An Ensemble Machine Learning Approach for Forecasting Credit risk of Loan Applications
C. L. Perera, S. C. Premaratne- Computer Science Applications
- Control and Systems Engineering
The business environment in Sri Lanka has become competitive with the development of the financial sector and the spread of the COVID-19 pandemic. The number of organizations and individuals applying for loans has increased. Lengthy authentication procedures are followed by financial institutes. However, there is no assurance whether the chosen applicant is the right applicant or not. Thus, this study proposed a methodology for assessing the credit risks associated with loans, to help make appropriate choices in the future.

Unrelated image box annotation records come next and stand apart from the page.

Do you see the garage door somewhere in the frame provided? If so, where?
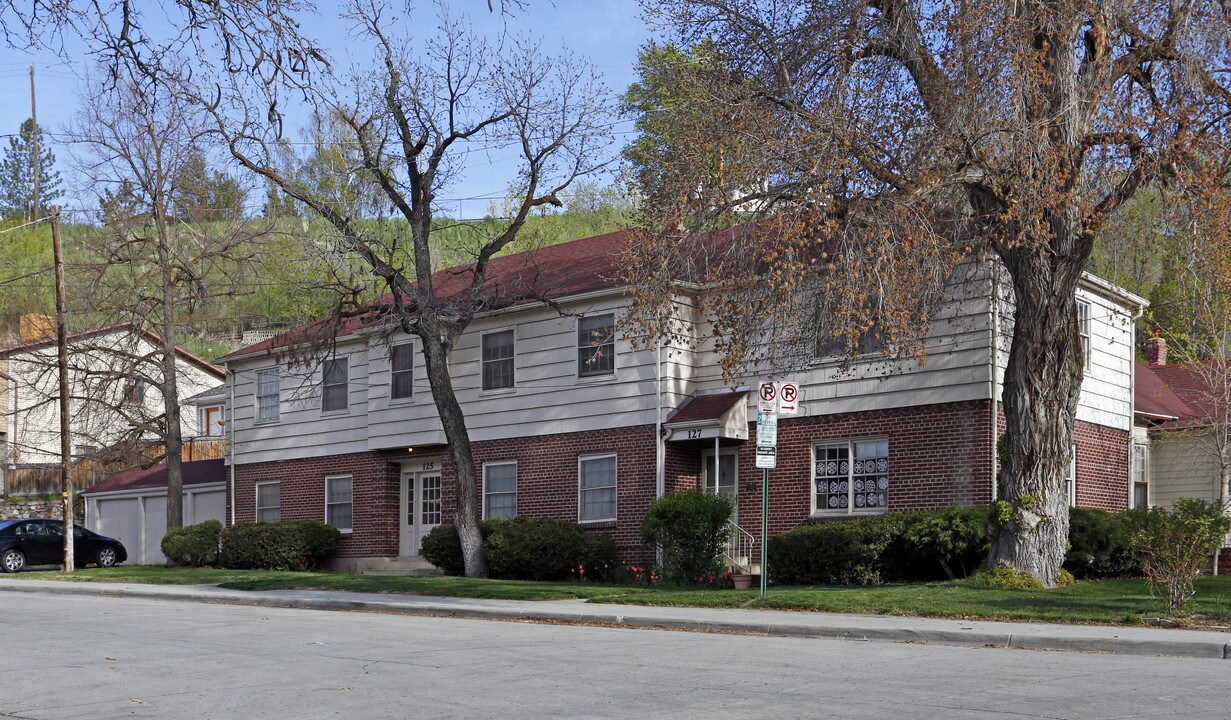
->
[90,497,142,553]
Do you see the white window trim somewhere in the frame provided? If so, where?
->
[252,480,282,522]
[1065,443,1077,507]
[577,453,619,524]
[389,341,416,404]
[479,326,517,394]
[808,436,894,517]
[1129,442,1153,508]
[323,473,355,535]
[572,310,619,383]
[252,368,282,425]
[320,354,351,415]
[480,460,517,519]
[1077,298,1094,370]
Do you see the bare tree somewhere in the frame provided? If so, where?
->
[625,0,1231,586]
[202,1,608,576]
[71,68,263,529]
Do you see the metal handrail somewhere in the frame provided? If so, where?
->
[723,521,757,572]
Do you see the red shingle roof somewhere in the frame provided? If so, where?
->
[81,458,227,495]
[219,226,753,362]
[1135,363,1199,420]
[667,390,747,425]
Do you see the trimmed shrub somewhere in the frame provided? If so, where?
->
[420,517,619,581]
[419,519,510,576]
[162,521,223,567]
[884,506,991,580]
[222,521,342,570]
[1065,507,1146,577]
[767,513,905,585]
[484,517,587,580]
[641,490,735,583]
[1131,497,1231,613]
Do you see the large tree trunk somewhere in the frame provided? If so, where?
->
[158,232,183,530]
[420,327,487,577]
[990,247,1085,587]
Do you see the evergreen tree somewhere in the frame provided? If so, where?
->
[0,118,63,220]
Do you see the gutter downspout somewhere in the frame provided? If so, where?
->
[987,257,1000,502]
[223,363,235,527]
[654,338,667,497]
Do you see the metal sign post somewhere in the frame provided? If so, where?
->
[757,406,778,597]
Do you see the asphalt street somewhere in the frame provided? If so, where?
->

An Exploratory Data Analysis was performed to provide insights. This study focused on evaluating customer profiles based on the demographic and geographical data of the customers to forecast credit risks of loans using Machine Learning (ML) algorithms. Finally, the model performances were evaluated using evaluation metrics. The Stacking Ensemble outperformed the other techniques with the highest training and test accuracy of 0.99 and 0.78, respectively. The novelty of this study lies in performing a comprehensive data collection from a leading finance institution in Sri Lanka. The study highlights the importance of the choice of features, ML techniques, hyperparameters and evaluation criteria. Also, a novel ML technique, voting-based ensemble learning was proposed for enhancing performance.